Ablation of Atrial Fibrillation With Pulsed Electric Fields: An Ultra-Rapid, Tissue-Selective Modality for Cardiac Ablation

Vivek Y Reddy, Jacob Koruth, Pierre Jais, Jan Petru, Ferdinand Timko, Ivo Skalsky, Robert Hebeler, Louis Labrousse, Laurent Barandon, Stepan Kralovec, Moritoshi Funosako, Boochi Babu Mannuva, Lucie Sediva, Petr Neuzil, Vivek Y Reddy, Jacob Koruth, Pierre Jais, Jan Petru, Ferdinand Timko, Ivo Skalsky, Robert Hebeler, Louis Labrousse, Laurent Barandon, Stepan Kralovec, Moritoshi Funosako, Boochi Babu Mannuva, Lucie Sediva, Petr Neuzil

Abstract

Objectives: The authors report the first acute clinical experience of atrial fibrillation ablation with PEF-both epicardial box lesions during cardiac surgery, and catheter-based PV isolation.

Background: Standard energy sources rely on time-dependent conductive heating/cooling and ablate all tissue types indiscriminately. Pulsed electric field (PEF) energy ablates nonthermally by creating nanoscale pores in cell membranes.
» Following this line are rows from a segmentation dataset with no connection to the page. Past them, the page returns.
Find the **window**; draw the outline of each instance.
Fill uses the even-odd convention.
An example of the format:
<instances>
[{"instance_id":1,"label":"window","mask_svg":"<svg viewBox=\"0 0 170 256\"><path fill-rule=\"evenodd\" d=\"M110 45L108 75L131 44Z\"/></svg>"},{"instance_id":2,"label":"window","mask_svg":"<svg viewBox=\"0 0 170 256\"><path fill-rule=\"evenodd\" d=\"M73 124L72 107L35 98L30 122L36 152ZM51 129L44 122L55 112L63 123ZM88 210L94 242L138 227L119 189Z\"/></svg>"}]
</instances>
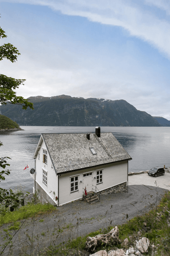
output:
<instances>
[{"instance_id":1,"label":"window","mask_svg":"<svg viewBox=\"0 0 170 256\"><path fill-rule=\"evenodd\" d=\"M47 151L43 150L43 162L47 164Z\"/></svg>"},{"instance_id":2,"label":"window","mask_svg":"<svg viewBox=\"0 0 170 256\"><path fill-rule=\"evenodd\" d=\"M88 173L84 173L83 174L83 177L86 177L88 176L89 176L91 175L92 175L92 172L88 172Z\"/></svg>"},{"instance_id":3,"label":"window","mask_svg":"<svg viewBox=\"0 0 170 256\"><path fill-rule=\"evenodd\" d=\"M78 176L71 177L71 192L78 190Z\"/></svg>"},{"instance_id":4,"label":"window","mask_svg":"<svg viewBox=\"0 0 170 256\"><path fill-rule=\"evenodd\" d=\"M47 172L42 169L42 182L47 186Z\"/></svg>"},{"instance_id":5,"label":"window","mask_svg":"<svg viewBox=\"0 0 170 256\"><path fill-rule=\"evenodd\" d=\"M97 184L102 182L102 170L97 171Z\"/></svg>"},{"instance_id":6,"label":"window","mask_svg":"<svg viewBox=\"0 0 170 256\"><path fill-rule=\"evenodd\" d=\"M90 148L90 149L91 150L91 152L93 154L97 154L97 153L93 148Z\"/></svg>"}]
</instances>

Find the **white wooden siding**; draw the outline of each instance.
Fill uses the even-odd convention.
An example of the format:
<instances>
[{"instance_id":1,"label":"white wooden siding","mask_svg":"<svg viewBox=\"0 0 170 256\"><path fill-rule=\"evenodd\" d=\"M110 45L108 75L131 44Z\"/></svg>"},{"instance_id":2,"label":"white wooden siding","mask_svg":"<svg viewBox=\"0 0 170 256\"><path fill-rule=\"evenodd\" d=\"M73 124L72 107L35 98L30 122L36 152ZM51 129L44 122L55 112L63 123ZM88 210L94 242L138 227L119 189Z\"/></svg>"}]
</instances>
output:
<instances>
[{"instance_id":1,"label":"white wooden siding","mask_svg":"<svg viewBox=\"0 0 170 256\"><path fill-rule=\"evenodd\" d=\"M47 150L45 144L43 141L40 148L40 160L38 159L38 154L36 159L36 180L43 188L50 197L54 198L58 195L58 176L56 175L54 168L51 168L52 163L49 155L47 154L47 164L43 163L43 149ZM47 172L47 186L42 182L42 168ZM51 193L50 192L52 191ZM55 196L53 194L55 192Z\"/></svg>"},{"instance_id":2,"label":"white wooden siding","mask_svg":"<svg viewBox=\"0 0 170 256\"><path fill-rule=\"evenodd\" d=\"M97 184L97 170L103 170L103 182ZM83 174L93 172L92 174L92 183L96 186L99 191L103 190L128 180L128 161L118 163L103 165L100 168L93 167L84 170L76 171L68 174L61 174L59 177L59 205L62 205L81 198L84 192ZM71 193L71 178L72 176L79 175L79 190ZM81 182L80 180L82 180ZM93 187L94 188L94 186Z\"/></svg>"}]
</instances>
Potential advantages for atrial fibrillation ablation include: 1) cardiomyocytes have among the lowest sensitivity of any tissue to PEF-allowing tissue selectivity, thereby minimizing ablation of nontarget collateral tissue; 2) PEF is delivered rapidly over a few seconds; and 3) the absence of coagulative necrosis obviates the risk of pulmonary vein (PV) stenosis.

Methods: PEF ablation was performed using a custom over-the-wire endocardial catheter for percutaneous transseptal PV isolation, and a linear catheter for encircling the PVs and posterior left atrium during concomitant cardiac surgery. Endocardial voltage maps were created pre- and post-ablation. Continuous and categorical data are summarized and presented as mean ± SD and frequencies.

Results: At 2 centers, 22 patients underwent ablation under general anesthesia: 15 endocardial and 7 epicardial. Catheter PV isolation was successful in all 57 PVs in 15 patients (100%) using 3.26 ± 0.5 lesions/PV: procedure time 67 ± 10.5 min, catheter time (PEF catheter entry to exit) 19 ± 2.5 min, total PEF energy delivery time <60 s/patient, and fluoroscopy time 12 ± 4.0 min. Surgical box lesions were successful in 6 of 7 patients (86%) using 2 lesions/patient. The catheter time for epicardial ablation was 50.7 ± 19.5 min. There were no complications.

Conclusions: These data usher in a new era of tissue-specific, ultrarapid ablation of atrial fibrillation.

Keywords: atrial fibrillation; catheter ablation; electroporation; pulmonary vein isolation; pulsed electric field.